I still can't really see how to use that easily or safely, though.
comment:5 Changed at 2008-06-01T20:53:24Z by warner
- Milestone changed from eventually to undecided
comment:6 Changed at 2009-12-13T02:14:37Z by davidsarah
- Keywords logging added
comment:7 in reply to: ↑ 4 Changed at 2009-12-13T03:26:47Z by davidsarah
- Keywords privacy added
Replying to warner:
I'm not entirely convinced that this will help us hide private information from the logs: either you explicitly add code to the log.msg() call to wrap the arguments (in which case you make it a point to log e.g. the storage index instead of the full URI), or the code is blindly throwing its arguments into the log message (log.msg("callback fired: %s %s", args, kwargs), in which case the logger or humanreadable-izer or privacy-filterer needs to recursively traverse through the arguments and apply the filter to everything inside them.

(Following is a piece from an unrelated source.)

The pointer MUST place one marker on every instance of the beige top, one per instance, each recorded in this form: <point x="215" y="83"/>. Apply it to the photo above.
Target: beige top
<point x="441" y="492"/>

I'm also skeptical, but adding the privacy keyword anyway.
comment:8 Changed at 2009-12-13T04:09:52Z by zooko
There are three potentially private types of data in logs: caps, filenames, and IP addresses. I've had one user decline, at first, to send me his logs, and when I persuaded him that we weren't logging any filenames or caps then he went and ran some sort of sed script on the twistd.log to censor his IP address, and then when he realized that he couldn't use sed to do that to the foolscap logs (they are in a binary pickle format) then he went ahead and sent the foolscap logs even though they had his IP address in them.
I'm not sure what the moral of the story is, other than that there are only three specific types that (as far as I know) anybody cares to withhold when sharing their logs.
comment:9 Changed at 2012-02-16T16:30:01Z by davidsarah
- Keywords anonymity added
- Summary changed from logging: compress/truncate/encode/decode/format for human readability to logging: compress/truncate/encode/decode/format for human readability and privacy
Another feature that this could implement is hiding private information from logs.
Capabilities, for example, could be securely hashed, or even just truncated, so that the logs don't contain the authorities to a bunch of stuff. (Actually the truncation for human-readability might well accomplish this already.)